Cicciona maledetta, occupi più spazio di me ma riempi solo quello, per il resto anche tu al mondo non ci fai nulla! Possa tu contrarre una brutta malattia e ridurti pelle e ossa” Questo, come per i precedenti incontri, senza che il/la malcapitato/a avesse detto alcunché, o si fosse permesso di toccarlo o chiedere qualcosa.

   Proseguì ancora in quel cammino, avvolto dal suo ricco cappotto di cachemire e pelliccia. Era quasi arrivato ed incontrò un bambino scalzo, sporco, che tremava dal freddo e moriva di fame, aveva la mano protesa per un’elemosina. Si fermò dinanzi a lui, fissandolo cogli occhi minuti che trasmettevano terrore. Non ci pensò due volte, si tolse il guanto di pura pelle e lo schiaffeggiò sulle mani, con rabbia e violenza. Il bambino, sorpreso più dal gesto che dal dolore improvviso, si mise a piangere. Quelle lacrime gli solcavano le guancette e, man mano, diventavano sporche e scure. Non si curò affatto di quelle lacrime silenziose, senza urla, in qualche modo si sentiva appagato per quel gesto di monito per quell’accattone, giovane e colpevole di povertà. 
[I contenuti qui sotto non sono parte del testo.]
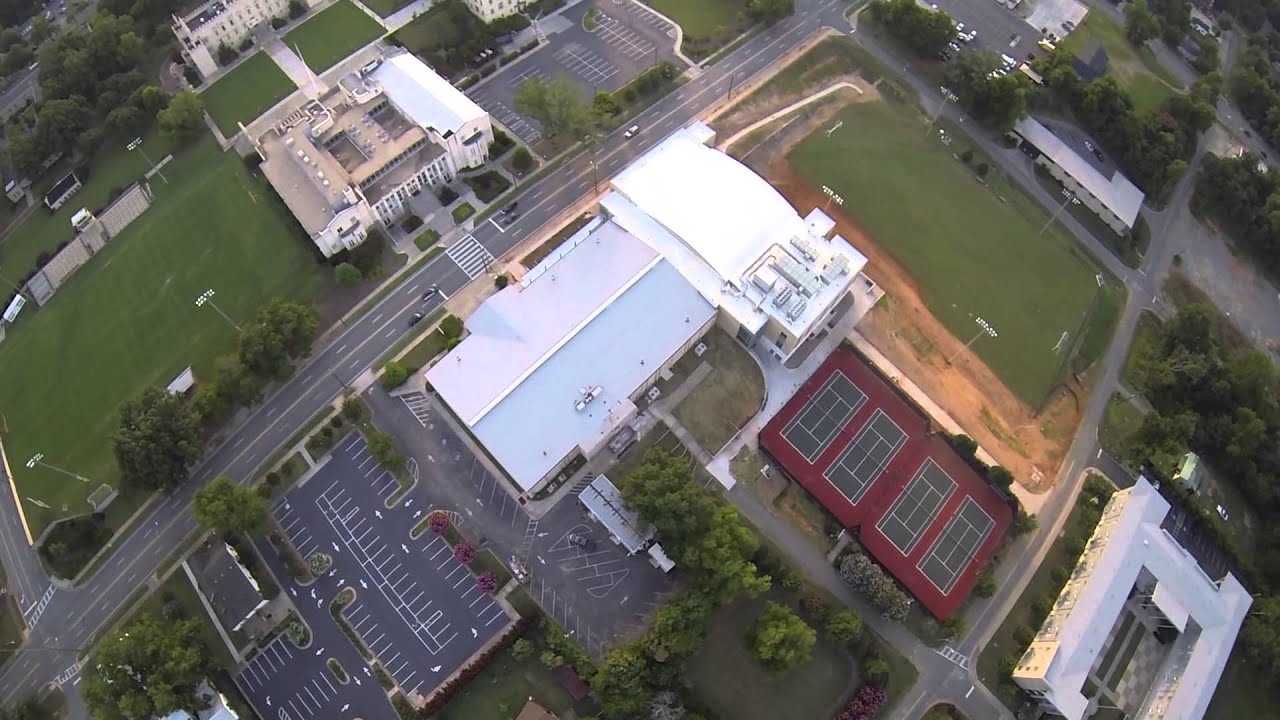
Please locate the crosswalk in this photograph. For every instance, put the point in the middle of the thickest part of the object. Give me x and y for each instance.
(470, 255)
   Finalmente! La basilica di Sant’Abbondio, era davanti a lui. Entrò, come sempre col petto gonfio e la testa alta, tolse il cappello dalla testa, mise i guanti in tasca e procedette austero, sino all’altare maggiore, in mezzo ad una folla di fedeli che, al suo passaggio, si acquietarono osservando quella solita, consueta scenetta domenicale.

  Tobia si lanciò, quasi fosse una corsa, verso l’altare e si inginocchiò davanti all’altare, sembrava invasato. Sapeva bene che nessun altro avrebbe fatto come lui e questa sensazione di “essere unico” gli dava ancor più forza.

   Le sue parole, pronunciate a voce udibile anche da orecchie sorde, furono:

   “Dio Mio, Signore del Cielo e della Terra, perdona loro i peccati commessi. Sono uomini e sono fragili e non sanno ciò che fanno!”

   Tobia chiese a Dio perdono per le colpe di tutti quegli esseri umani incontrati quella domenica.

   Buon Natale a tutti, tranne che a Tobia.”